Heidy Truman's mother, Janet Wagner, said her family was disappointed in the judge's likely ruling.

"We believe in the end the truth will still prevail," Wagner said. "We'll get justice for Heidy in the end."

Deputy Utah County Attorney Craig Johnson said prosecutors also were disappointed in the judge's decision, saying they "don't know" how the measurements came to be incorrct.

"We did not knowingly present false testimony," Johnson said. "… This came as a shock to us."

Moffat said outside of court that it appears as if whoever measured the home wrote the inches as feet, so a measurement of 139 inches became 13.9 feet — instead of just over 11.5 feet. He called the measurements "wildly misleading."

And if McVey ultimately decides that he won't grant a new trial, after all? Attorneys say they will come back to court for more arguments on the many other issues that are still on the table.

Among them are gunshot residue tests that were never presented to the jury and a changed decision from the Utah Medical Examiner's Office.

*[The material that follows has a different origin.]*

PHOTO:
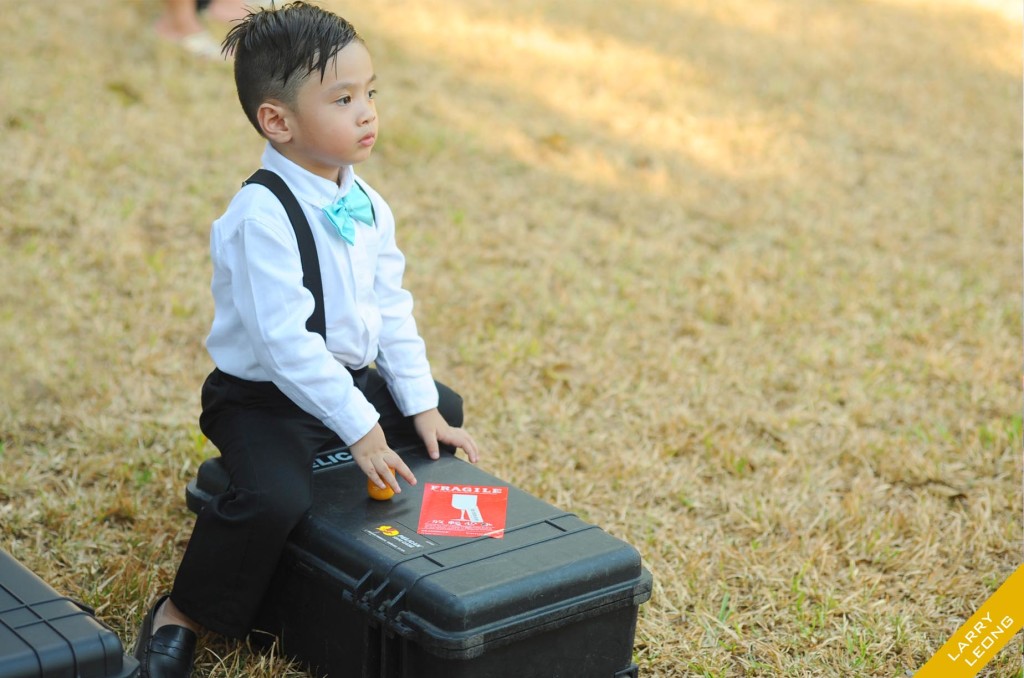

The medical examiner, who previously ruled that Heidy Truman died as a result of a homicide, has since reclassified her manner of death as "undetermined" following a review of new information provided by the defense and corrections made to evidence relied on both before and during the trial.

"I can no longer state with medical or scientific certainty which individual fired the fatal shot," Edward Leis, a deputy medical examiner states in the affidavit included in court papers. "… I can no longer rule out the possibility that Heidy Truman died of a self-inflicted gun shot wound of the head."

Heidy Truman died on Sept. 20, 2012, at the couple's Orem home. Her husband was also home that night, but has said he was in the kitchen when he heard a noise and then turned to see his wife collapse.